MicroFlow: Domain-Specific Optical Flow for Ground Deformation Estimation in Seismic Events
Juliette Bertrand, Sophie Giffard-Roisin, James Hollingsworth, Julien Mairal
TL;DR
MicroFlow addresses the problem of estimating dense ground displacement fields from pre- and post-seismic satellite imagery in the absence of dense ground truth and under temporal perturbations. It introduces a domain-specific optical-flow approach with a correlation-independent encoder-decoder backbone, iterative refinements with explicit warping, and a non-convex log Total Variation regularization to achieve sub-pixel accuracy while preserving fault discontinuities. Experiments on the semi-syntheticFaultDeform dataset and real Ridgecrest imagery show superior performance over patch-based methods and correlation-dependent DL models, including robust fault localization and smooth estimates away from faults.

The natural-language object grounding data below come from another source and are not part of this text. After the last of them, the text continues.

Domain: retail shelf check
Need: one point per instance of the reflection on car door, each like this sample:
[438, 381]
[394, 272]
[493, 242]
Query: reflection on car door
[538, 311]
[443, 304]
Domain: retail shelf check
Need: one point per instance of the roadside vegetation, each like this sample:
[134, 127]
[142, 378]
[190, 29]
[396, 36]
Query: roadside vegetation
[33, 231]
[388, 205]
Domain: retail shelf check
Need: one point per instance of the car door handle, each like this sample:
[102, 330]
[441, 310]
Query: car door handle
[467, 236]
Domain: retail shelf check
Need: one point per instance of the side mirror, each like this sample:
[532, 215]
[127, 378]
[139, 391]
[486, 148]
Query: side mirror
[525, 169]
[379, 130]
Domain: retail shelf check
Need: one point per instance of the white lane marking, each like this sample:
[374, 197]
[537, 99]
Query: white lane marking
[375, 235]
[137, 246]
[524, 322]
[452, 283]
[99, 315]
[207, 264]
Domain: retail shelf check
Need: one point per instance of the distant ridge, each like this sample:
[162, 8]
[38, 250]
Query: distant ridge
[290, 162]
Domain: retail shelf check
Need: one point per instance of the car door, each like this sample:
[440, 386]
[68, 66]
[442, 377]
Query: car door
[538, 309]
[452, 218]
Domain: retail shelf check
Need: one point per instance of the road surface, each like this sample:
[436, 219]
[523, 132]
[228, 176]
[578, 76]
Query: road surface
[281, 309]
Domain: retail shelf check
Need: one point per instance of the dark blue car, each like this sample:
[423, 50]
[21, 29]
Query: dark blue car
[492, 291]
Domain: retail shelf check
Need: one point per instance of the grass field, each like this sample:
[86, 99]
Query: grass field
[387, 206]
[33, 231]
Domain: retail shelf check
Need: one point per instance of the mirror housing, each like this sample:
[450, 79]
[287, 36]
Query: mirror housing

The method generalizes across multiple resolutions and sensors, offering a practical tool for seismic deformation analysis with improved photometric fidelity and resilience to temporal changes.
Abstract
Dense ground displacement measurements are crucial for geological studies but are impractical to collect directly. Traditionally, displacement fields are estimated using patch matching on optical satellite images from different acquisition times. While deep learning-based optical flow models are promising, their adoption in ground deformation analysis is hindered by challenges such as the absence of real ground truth, the need for sub-pixel precision, and temporal variations due to geological or anthropogenic changes. In particular, we identify that deep learning models relying on explicit correlation layers struggle at estimating small displacements in real-world conditions. Instead, we propose a model that employs iterative refinements with explicit warping layers and a correlation-independent backbone, enabling sub-pixel precision. Additionally, a non-convex variant of Total Variation regularization preserves fault-line sharpness while maintaining smoothness elsewhere. Our model significantly outperforms widely used geophysics methods on semi-synthetic benchmarks and generalizes well to challenging real-world scenarios captured by both medium- and high-resolution sensors. Project page: https://jbertrand89.github.io/microflow/.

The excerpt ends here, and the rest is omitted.